Benchmarks¶
Evaluated on the VoxConverse dev set (216 files, 1--20 speakers per file).
Speaker Count Estimation¶
| GT Speakers | Files | Exact Match | Within +/-1 |
|---|---|---|---|
| 1 | 22 | 91% | 95% |
| 2 | 44 | 70% | 91% |
| 3 | 35 | 69% | 97% |
| 4 | 24 | 54% | 88% |
| 5 | 31 | 32% | 87% |
| 6--7 | 29 | 45% | 79% |
| 8+ | 31 | 0% | 26% |
| Overall | 216 | 51% | 81% |
The algorithm works best for 1--4 speakers (88--97% within +/-1). Accuracy drops for 8 or more speakers --- see Limitations below.
Diarization Error Rate (DER)¶
DER is the standard metric for speaker diarization, computed with
collar=0.25 and skip_overlap=True.
| System | Weighted DER | Median DER | Notes |
|---|---|---|---|
| pyannote precision-2 | ~8.5% | -- | Commercial license |
| diarize | ~10.8% | ~3.7% | Apache 2.0, CPU-only, no API key |
| pyannote community-1 | ~11.2% | -- | CC-BY-4.0, needs HF token |
| pyannote 3.1 (legacy) | ~11.2% | -- | MIT, needs HF token |
pyannote DER numbers are self-reported from the pyannote benchmark page on VoxConverse v0.3.
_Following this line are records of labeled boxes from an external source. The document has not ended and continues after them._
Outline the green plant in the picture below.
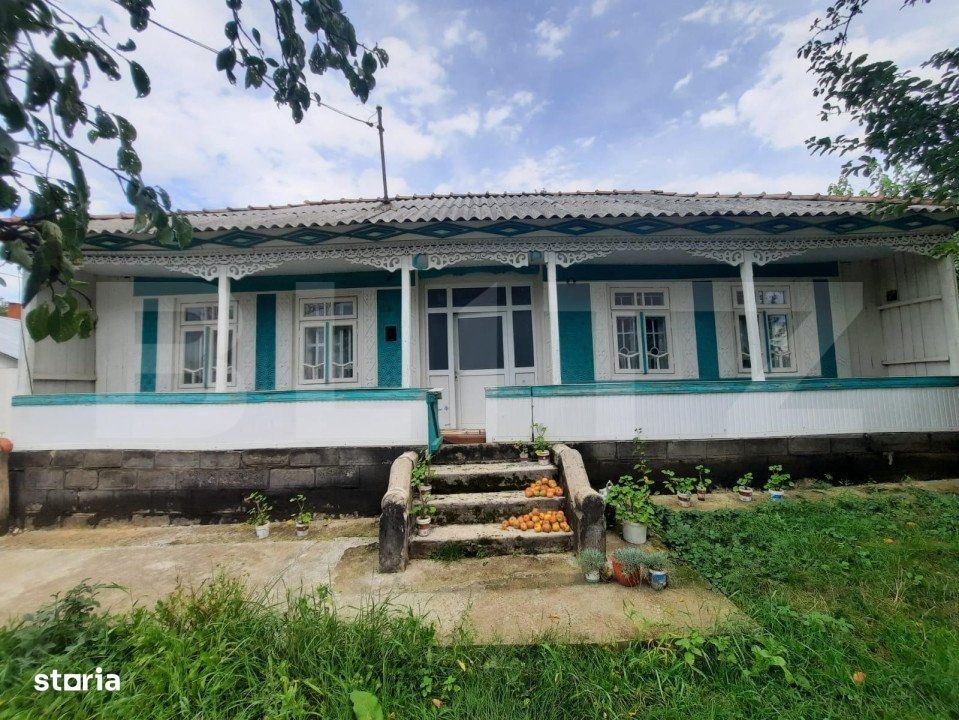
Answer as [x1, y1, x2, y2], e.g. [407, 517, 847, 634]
[733, 473, 753, 490]
[696, 465, 713, 490]
[613, 548, 648, 575]
[606, 475, 656, 525]
[576, 548, 606, 573]
[290, 493, 313, 525]
[662, 470, 696, 495]
[533, 423, 550, 453]
[766, 465, 795, 490]
[243, 492, 273, 525]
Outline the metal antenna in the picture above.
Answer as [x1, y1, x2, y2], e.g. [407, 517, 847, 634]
[376, 105, 390, 203]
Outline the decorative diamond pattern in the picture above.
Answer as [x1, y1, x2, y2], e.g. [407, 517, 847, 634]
[749, 218, 807, 235]
[543, 220, 609, 235]
[683, 218, 743, 235]
[616, 218, 673, 235]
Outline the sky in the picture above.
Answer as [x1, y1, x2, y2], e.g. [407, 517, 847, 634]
[0, 0, 959, 297]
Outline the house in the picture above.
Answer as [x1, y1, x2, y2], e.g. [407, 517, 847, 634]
[12, 191, 959, 528]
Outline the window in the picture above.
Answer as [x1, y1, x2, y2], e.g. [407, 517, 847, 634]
[733, 288, 795, 373]
[177, 302, 237, 389]
[611, 288, 673, 374]
[297, 298, 357, 385]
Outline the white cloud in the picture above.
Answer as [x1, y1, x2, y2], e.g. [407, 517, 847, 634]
[533, 20, 572, 60]
[706, 50, 729, 70]
[443, 12, 486, 55]
[673, 72, 693, 92]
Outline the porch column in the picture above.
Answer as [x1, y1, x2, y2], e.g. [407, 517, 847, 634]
[939, 255, 959, 375]
[545, 252, 563, 385]
[739, 252, 766, 380]
[400, 258, 413, 387]
[214, 265, 230, 392]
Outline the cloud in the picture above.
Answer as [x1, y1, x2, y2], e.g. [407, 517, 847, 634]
[673, 72, 693, 92]
[533, 20, 572, 60]
[705, 50, 729, 70]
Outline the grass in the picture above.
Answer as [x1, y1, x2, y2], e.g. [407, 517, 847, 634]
[0, 492, 959, 720]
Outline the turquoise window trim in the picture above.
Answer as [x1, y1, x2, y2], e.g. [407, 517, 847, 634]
[254, 293, 276, 390]
[12, 388, 442, 407]
[140, 298, 160, 392]
[488, 376, 959, 399]
[813, 279, 839, 378]
[693, 280, 720, 380]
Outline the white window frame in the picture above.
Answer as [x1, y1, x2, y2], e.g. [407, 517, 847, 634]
[732, 284, 799, 375]
[294, 293, 360, 390]
[174, 297, 240, 391]
[609, 285, 676, 377]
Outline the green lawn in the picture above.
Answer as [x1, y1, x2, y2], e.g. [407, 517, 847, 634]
[0, 492, 959, 720]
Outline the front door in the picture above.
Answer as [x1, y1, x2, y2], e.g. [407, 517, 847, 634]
[453, 312, 508, 429]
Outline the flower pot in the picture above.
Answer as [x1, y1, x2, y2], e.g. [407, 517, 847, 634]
[623, 520, 646, 545]
[649, 570, 666, 590]
[613, 557, 643, 587]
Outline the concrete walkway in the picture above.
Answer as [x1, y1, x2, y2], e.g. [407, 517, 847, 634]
[0, 519, 743, 643]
Better than pyannote 3.1 on VoxConverse
diarize achieves lower DER than both pyannote 3.1 (legacy) and
community-1 on VoxConverse, while requiring no HuggingFace token
or account registration.
CPU Speed (Real Time Factor)¶
RTF = processing_time / audio_duration. Lower is faster; RTF < 1.0 means faster than real-time.
| System | Mean RTF | Median RTF | Notes |
|---|---|---|---|
| diarize | 0.12 | 0.12 | ~7x faster than community-1 |
| pyannote community-1 | 0.82 | 0.86 | ~2x faster than 3.1 |
| pyannote 3.1 (legacy) | 1.74 | 1.83 | Slower than real-time on CPU |
Measured on VoxConverse dev files on Apple M2 Pro / M2 Max (CPU only, no GPU). All systems were warm-started (models pre-loaded).
Apples-to-apples
All systems ran on the same files with torch.device("cpu").
diarize uses ONNX Runtime for speaker embeddings; pyannote uses
PyTorch neural networks (segmentation + embedding models).
pyannote 3.1 is slower than real-time on CPU
With RTF > 1.0, pyannote 3.1 cannot process audio in real-time
on CPU. A 10-minute recording takes ~18 minutes to diarize vs
~1.2 minutes with diarize. Community-1 is faster (RTF ~0.86)
but still ~7x slower than diarize.
Methodology¶
- Dataset: VoxConverse dev set --- 216 audio files recorded from YouTube debates, news shows, and other multi-speaker media.
- Ground truth: RTTM annotations from the official repository.
- Evaluation: pyannote.metrics
DiarizationErrorRatewith standard parameters. - Speed benchmark: 25 files from VoxConverse dev set, stratified by
duration. Wall-clock time measured with
time.time()after model warm-up. RTF = processing_time / audio_duration. - Hardware: Apple M2 Pro, macOS, CPU only (no GPU).
Limitations¶
Speaker count > 7
The GMM BIC speaker-count estimator with silhouette refinement works
well for 1--5 speakers and degrades gradually for 6--7. For
8 or more speakers it tends to undercount and produces higher DER.
If you know your audio has many speakers, pass num_speakers
explicitly:
Known limitations:
- Many speakers (8+): Automatic speaker count estimation degrades ---
GMM BIC with silhouette refinement reaches 26% within-one accuracy
for 8+ speakers. Use
num_speakerswhen the speaker count is known. - Overlapping speech: DER is computed with
skip_overlap=True. The pipeline does not model overlapping speech --- when two people talk simultaneously, only one is labelled. - Short utterances (< 0.4 s): Segments shorter than 0.4 seconds are not embedded directly; they are assigned the label of the nearest speaker, which can cause errors at speaker boundaries.
Future Work¶
Single-dataset disclaimer
All results above are from VoxConverse dev set only. We are actively expanding evaluation to ensure the algorithm generalises well and is not overfit to a single benchmark.
Planned evaluation:
- Cross-dataset validation --- AMI, DIHARD III, CALLHOME, and other standard benchmarks, run in isolated environments with controlled CPU/memory limits.
- Speaker count estimation comparison --- dedicated benchmarks comparing speaker counting accuracy against pyannote and other systems across datasets.
- Broader system comparison --- benchmark against NeMo, WhisperX, and other open-source diarization solutions with verified, reproducible results.
Planned features:
- Streaming / real-time diarization --- process live audio streams with real-time speaker detection and embedding extraction.
- Speaker identification --- store and compare speaker embeddings to recognise known speakers across sessions.